Renowned astrophysicist Neil DeGrasse Tyson has earned a reputation for “ruining” movies by pointing out their scientific inaccuracies. His complaints previously motivated James Cameron to change an incorrect star field for Titanic’s rerelease. He also took to Twitter to nitpick the various scientific errors in Gravity. (Although, strangely, he has no problems with the movie Deep Impact.) While Tyson again took to Twitter to “review” Christopher Nolan’s space epic, Interstellar, he was fairly gentle on the sci-fi flick. And now he’s coming out in defense of the film’s high-concept ending in a new video for Business Insider.

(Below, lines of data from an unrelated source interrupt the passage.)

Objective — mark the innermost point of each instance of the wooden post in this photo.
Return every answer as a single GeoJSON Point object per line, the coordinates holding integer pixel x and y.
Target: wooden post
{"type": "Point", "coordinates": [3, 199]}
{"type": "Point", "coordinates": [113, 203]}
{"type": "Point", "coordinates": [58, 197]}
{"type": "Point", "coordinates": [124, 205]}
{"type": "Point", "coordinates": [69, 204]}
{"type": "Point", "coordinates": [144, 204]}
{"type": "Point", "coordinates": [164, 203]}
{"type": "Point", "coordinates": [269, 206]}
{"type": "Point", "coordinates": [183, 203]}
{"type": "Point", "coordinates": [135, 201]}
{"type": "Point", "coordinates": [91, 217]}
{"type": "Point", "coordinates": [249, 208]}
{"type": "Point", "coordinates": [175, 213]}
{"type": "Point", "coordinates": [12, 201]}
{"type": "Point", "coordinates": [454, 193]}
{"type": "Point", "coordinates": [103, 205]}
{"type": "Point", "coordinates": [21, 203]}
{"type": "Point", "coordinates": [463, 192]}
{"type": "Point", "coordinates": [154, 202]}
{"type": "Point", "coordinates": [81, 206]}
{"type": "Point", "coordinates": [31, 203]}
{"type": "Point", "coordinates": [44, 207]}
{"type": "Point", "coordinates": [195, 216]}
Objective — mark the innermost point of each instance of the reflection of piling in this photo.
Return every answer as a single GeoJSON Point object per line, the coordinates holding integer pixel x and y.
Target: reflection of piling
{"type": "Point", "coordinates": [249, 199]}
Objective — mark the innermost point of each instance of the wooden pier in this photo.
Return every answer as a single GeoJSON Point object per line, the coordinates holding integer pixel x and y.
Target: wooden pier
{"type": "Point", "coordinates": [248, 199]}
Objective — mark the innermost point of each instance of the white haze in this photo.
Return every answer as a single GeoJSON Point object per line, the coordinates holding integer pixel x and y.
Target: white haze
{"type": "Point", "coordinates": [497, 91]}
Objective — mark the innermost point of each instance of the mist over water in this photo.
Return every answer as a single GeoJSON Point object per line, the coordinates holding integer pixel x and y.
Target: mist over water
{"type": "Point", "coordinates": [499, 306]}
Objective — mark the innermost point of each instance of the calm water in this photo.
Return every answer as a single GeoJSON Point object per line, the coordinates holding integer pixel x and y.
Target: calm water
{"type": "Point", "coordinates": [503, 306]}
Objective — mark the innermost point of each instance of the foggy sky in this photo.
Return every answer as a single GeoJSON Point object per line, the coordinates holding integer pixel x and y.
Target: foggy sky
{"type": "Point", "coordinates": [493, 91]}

At the film’s end, Cooper (Matthew McConaughey) travels into a black hole and winds up in a mysterious “Tesseract” that essentially gives him windows to his daughter’s childhood. From there Coop is able to manipulate gravity to send messages to the past and start the chain of events that will lead him to space (and save humanity). While some have claimed this creates a time paradox, Tyson argues that in a hypothetical fifth dimension time could function in an non-linear manner which would essentially make questions of time paradoxes irrelevant (because all of time is happening at once).

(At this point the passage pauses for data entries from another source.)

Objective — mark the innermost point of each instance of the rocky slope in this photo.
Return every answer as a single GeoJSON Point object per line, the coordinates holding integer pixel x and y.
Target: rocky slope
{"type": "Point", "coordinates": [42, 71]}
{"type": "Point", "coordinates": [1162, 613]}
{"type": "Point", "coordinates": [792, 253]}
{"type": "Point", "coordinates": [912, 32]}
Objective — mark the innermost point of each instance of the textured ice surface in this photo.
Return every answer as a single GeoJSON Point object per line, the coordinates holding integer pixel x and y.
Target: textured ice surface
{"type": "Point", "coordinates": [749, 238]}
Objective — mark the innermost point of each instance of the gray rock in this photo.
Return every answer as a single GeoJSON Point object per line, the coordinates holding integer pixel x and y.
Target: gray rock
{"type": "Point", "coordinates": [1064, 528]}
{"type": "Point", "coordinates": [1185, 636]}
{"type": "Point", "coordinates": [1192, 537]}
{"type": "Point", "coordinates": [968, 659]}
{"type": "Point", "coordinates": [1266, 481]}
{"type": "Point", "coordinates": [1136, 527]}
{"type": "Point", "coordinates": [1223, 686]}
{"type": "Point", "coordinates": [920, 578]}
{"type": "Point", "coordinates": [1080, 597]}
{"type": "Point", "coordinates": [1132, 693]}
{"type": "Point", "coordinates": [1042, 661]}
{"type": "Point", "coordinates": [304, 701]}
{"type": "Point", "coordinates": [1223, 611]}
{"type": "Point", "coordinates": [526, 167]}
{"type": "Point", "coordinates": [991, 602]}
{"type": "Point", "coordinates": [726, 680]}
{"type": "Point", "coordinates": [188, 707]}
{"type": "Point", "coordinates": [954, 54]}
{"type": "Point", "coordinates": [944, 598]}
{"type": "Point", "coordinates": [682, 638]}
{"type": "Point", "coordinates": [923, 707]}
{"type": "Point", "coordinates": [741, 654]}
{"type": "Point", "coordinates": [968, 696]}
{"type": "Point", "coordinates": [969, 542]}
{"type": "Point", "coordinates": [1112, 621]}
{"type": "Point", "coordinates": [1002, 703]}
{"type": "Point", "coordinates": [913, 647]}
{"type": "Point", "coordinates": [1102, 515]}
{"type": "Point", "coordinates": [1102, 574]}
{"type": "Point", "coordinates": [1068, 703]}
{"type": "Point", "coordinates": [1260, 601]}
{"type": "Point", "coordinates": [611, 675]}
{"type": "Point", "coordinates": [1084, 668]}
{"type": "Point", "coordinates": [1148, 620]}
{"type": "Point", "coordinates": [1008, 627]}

Humans can already move easily through the three physical dimensions of space. It’s not that much of a stretch to imagine a dimension in which a human could similarly move through the fourth dimension, time. Or, as Tyson puts it, “These are fascinating questions that make great fodder for science fiction stories. And we don’t know what’s in a black hole so take it and run with it.”
So there you go, the weirdest part of Interstellar may not be based in scientific fact, but it doesn’t refute our understanding of the universe either. Perhaps next Tyson can take on Interstellar’s biggest mystery: Why Casey Affleck’s character named his son Coop Cooper.